Sgt. 1st Class Daniel Badillo said the 23-member team arrived Wednesday and became fully operational Saturday.
"As far as the duration of our stay, it will depend on the situation on the ground. However, we will remain committed and willing to stay as long as needed," he said at a news conference held at the hospital.
Dr. Steppe Mette, CEO of the UAMS Medical Center, said he can't remember a time when the hospital needed assistance from Army personnel, but he is glad to receive it.
"We don't ask for help very often, but when we do, we are able to get help from the national government and that is wonderful," he said. "This will truly be beneficial to the people of Arkansas."
Mette said because of the strain the pandemic has had on staff, the hospital system has had to turn down patient transfer requests from other medical facilities in the past couple of months. He said the Army assistance will help fill some of the gaps and allow the hospital to once again accept transferred patients.
"That is the biggest impact this will have and the other benefit is a boost in morale to our existing staff," Mette said.
Mette said having these professional, experienced military medical personnel working alongside the hospital's staff is an incredible opportunity for the hospital.
Gehlen said the unit members traveled separately to Arkansas, where most of them met for the first time.
"We basically took commercial transport and we are all staying in a hotel," he said. "We had an Army reception team meet us there to check in with us and give us some additional PPE [protective personal equipment]."
The experience of the team ranges from medical personnel who have been working in medicine for more than 10 years to some who are coming straight out of residency.
"It's the full gamut," Badillo said.
Cobleigh said all military personnel deployed to the hospital are vaccinated.

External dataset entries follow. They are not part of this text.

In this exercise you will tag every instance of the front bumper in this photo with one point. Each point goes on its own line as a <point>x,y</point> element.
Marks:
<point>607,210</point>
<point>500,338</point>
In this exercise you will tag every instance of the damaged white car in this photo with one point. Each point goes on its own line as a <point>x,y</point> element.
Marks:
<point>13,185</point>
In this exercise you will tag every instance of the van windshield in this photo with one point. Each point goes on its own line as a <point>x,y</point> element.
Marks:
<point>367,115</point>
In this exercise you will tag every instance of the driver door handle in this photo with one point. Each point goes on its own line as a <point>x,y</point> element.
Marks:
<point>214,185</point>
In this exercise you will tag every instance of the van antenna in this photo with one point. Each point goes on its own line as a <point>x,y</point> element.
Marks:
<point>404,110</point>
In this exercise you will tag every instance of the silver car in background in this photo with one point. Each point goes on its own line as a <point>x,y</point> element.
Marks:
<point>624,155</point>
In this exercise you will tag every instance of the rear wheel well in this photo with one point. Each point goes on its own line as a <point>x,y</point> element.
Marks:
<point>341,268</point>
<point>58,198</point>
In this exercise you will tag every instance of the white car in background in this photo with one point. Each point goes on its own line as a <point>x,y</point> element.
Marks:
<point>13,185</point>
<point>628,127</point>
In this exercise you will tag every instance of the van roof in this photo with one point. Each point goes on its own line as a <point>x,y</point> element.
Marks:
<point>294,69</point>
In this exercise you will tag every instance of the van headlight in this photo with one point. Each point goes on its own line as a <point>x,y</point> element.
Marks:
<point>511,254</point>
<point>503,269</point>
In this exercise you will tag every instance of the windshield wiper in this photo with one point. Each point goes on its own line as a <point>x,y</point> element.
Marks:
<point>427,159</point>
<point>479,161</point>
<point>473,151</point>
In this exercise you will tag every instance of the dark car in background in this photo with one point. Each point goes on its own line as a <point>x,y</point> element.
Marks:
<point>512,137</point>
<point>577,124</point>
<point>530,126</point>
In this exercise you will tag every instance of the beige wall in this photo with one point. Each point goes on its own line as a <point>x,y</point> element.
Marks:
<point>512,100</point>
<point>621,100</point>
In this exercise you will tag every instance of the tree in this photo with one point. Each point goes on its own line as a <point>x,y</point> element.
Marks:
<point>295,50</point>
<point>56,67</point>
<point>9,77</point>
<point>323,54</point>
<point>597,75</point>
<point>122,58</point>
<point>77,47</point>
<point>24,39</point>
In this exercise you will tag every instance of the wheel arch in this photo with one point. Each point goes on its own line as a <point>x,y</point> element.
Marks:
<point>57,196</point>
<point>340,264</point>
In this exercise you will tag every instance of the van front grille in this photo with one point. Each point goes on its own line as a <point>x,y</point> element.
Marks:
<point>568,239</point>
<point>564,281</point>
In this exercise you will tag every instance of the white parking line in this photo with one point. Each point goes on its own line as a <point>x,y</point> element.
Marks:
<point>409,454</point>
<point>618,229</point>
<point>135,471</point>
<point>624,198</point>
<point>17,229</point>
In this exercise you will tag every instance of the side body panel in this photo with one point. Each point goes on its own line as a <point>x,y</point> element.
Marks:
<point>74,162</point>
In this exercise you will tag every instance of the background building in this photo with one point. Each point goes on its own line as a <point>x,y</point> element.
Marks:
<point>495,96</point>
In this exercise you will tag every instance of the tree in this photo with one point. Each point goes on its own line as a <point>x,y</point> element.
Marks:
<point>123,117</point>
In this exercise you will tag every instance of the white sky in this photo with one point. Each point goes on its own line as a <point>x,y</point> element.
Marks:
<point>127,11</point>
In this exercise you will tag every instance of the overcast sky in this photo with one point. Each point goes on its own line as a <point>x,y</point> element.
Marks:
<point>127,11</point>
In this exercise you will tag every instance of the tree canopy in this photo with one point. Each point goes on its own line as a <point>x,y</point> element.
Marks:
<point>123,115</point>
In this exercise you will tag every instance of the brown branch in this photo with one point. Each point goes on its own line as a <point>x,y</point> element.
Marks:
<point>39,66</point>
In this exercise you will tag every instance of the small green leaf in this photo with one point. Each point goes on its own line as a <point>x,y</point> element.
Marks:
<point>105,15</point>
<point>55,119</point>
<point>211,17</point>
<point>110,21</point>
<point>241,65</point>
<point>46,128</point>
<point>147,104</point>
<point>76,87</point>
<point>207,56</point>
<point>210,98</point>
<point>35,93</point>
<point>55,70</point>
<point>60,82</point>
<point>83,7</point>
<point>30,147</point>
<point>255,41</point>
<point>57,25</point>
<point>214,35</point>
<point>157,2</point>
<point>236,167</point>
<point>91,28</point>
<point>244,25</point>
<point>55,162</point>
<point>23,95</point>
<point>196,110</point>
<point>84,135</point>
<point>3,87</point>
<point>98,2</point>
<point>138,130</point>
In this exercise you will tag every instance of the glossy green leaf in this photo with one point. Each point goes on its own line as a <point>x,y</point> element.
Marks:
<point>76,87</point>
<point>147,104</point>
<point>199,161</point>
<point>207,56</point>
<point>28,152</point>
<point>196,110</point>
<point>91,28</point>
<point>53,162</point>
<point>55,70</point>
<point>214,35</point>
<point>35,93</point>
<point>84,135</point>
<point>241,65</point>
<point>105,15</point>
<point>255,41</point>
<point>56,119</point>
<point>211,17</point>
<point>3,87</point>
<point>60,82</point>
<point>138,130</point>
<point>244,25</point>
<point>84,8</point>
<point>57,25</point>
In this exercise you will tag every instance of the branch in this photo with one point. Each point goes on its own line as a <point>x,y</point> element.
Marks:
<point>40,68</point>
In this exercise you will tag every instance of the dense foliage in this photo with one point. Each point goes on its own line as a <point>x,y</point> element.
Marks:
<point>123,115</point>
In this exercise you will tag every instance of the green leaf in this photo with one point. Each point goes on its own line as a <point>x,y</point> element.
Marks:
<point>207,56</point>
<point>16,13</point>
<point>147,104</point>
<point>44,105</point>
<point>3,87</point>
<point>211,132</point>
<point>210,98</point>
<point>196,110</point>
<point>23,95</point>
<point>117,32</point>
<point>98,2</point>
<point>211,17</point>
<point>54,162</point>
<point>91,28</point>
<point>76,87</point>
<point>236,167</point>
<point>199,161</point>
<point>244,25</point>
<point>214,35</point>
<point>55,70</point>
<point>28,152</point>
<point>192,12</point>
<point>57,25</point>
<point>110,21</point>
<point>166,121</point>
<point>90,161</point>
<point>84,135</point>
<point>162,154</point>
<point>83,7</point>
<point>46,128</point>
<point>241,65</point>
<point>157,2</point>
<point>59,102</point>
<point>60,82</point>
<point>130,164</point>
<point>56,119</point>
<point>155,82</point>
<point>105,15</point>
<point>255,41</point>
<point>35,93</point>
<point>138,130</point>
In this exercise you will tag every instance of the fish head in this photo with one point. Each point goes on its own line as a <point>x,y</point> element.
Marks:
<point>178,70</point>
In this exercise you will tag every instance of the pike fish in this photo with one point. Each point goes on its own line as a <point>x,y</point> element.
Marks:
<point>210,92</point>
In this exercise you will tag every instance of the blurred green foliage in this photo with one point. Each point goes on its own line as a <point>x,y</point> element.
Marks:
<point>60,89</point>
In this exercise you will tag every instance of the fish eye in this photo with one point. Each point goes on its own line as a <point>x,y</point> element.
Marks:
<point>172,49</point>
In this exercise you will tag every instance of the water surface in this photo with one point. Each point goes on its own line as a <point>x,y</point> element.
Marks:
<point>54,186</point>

"The Department of Defense chose personnel who were vaccinated for these units," she said.
Dr. Michelle Krause, a professor in the Division of Nephrology in the UAMS College of Medicine Department of Internal Medicine, said the hospital's nursing and physician staff have received the news of military assistance with gratitude and relief.
"They got to work this weekend and they got rave reviews and they are really working around our schedule," she said. "To get that degree of assistance is remarkable."
Krause said from a mental standpoint things were looking up this spring with the vaccine rollout and the drop in case numbers, but the recent surge in covid-19 cases has taken a toll.
"The challenge this summer was just the view that we all thought we had gotten through," she said.
Krause said military personnel will be placed in their specific area of expertise.
"We wouldn't want people outside their area of comfort," she said. "We wouldn't want that for our patients or them."
Not only are her teammates newly acquainted with each other, Cobleigh said, they are also learning their way around new territory.
"We are here to provide professional, heartfelt medical care and support UAMS in any capacity that is needed. We will approach it with open hearts and minds. I would say if anybody sees some out-of-state plates looking lost, just have some patience with us," she said with a laugh.